The future of retail
This feature first appeared in the August 2011 issue of Marketing magazine.
If you believe the naysayers, the Australian retail industry is hiding under shadows of doom and gloom, but the reality is that sales are booming, just not in the places we used to look. In this special feature Matt Granfield chats to some of the biggest names in the business and discovers the future of retail might well be clicks not bricks.
People are spending more than they ever have before. Despite the global financial crisis, despite the negative news stories, people are reaching into their wallets and purses and pulling out more money than they used to. People are earning more, Australia’s population is growing and retail spending is rising.
Exactly how much retail spending is rising is a matter of debate. Ask the Australian Retailers Association (ARA) about the economic outlook and they’ll paint you a picture of doom and gloom. Bricks and mortar stores are indeed doing it tough. Last Christmas, retail sales were only 2.1 percent better than they were in 2009, but department store sales actually fell by 0.5 percent. When you consider the cost of everything (the inflation rate) went up by about three percent, that’s not good news.
In its August 2010 ‘Consumer Spending Confidence’ report, the ARA found that only one in four respondents (26 percent) believed the coming 12 months would see better financial times ahead for Australia. The majority (61 percent) were uncertain and believed that there would be good and bad times ahead. One in 10 respondents anticipated bad times ahead for Australia financially. One in five (22 percent) respondents believed that now was a good time to spend, while an equal amount (21 percent) believed it to be a bad time.
At best, it could be argued that the future of retail is uncertain. But that’s only half the story.
The amount of money flowing through the economy is watched carefully by the Reserve Bank of Australia and when it wants a clear picture of what’s really going on, one of the most reliable sources of data is the dollar value of what people are putting on their credit cards. If you look at credit card spending since 2005, the figures are remarkably more upbeat.
In fact, every year, for the last six years, people who walk into shops and pay for things with credit cards have spent nine percent more than they did the year before. The inflation rate is about three percent – so by those figures retail spending, at least on credit cards, is growing at a yearly rate of about six percent.

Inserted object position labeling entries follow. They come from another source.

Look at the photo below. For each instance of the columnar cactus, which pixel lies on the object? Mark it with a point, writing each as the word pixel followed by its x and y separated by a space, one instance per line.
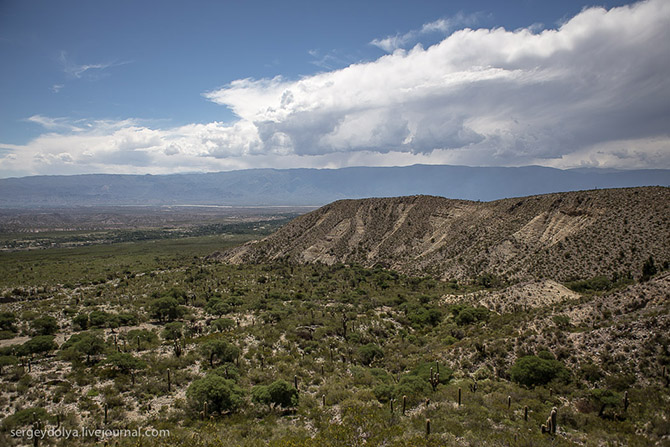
pixel 434 379
pixel 551 423
pixel 625 401
pixel 553 416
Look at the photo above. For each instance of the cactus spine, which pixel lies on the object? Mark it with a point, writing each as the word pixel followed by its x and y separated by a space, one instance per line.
pixel 625 401
pixel 434 379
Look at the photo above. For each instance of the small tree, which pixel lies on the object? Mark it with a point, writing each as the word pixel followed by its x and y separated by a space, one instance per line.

What’s even more interesting is the fact that the value of online purchases has grown at an average of 15 percent a year in the same period. When you factor in inflation, online spending in Australia is growing at exactly double the rate of traditional retail spending.
In short, and according to the nation’s central bank, “The data on domestic spending show rapid growth in online purchases over recent years.” But we’re not just spending more money in Australia, we’re also spending more overseas, and eBay and Amazon account for a huge chunk of those dollars.
Since 2005, the total number of items delivered through the Australia Post network has increased at an average annual rate of around 10 percent, in contrast to an average annual decline of one percent in the total number of domestic and outbound postage flows. In its February 2011 ‘Statement on Monetary Policy’, the Reserve Bank of Australia was unambiguous about what’s going on, stating, “There has also been a steady increase over a number of years in the number of Google searches for ‘Amazon’ and ‘eBay US’, with the number of such searches increasing significantly in the second half of 2010, as the Australian dollar appreciated against the US dollar.”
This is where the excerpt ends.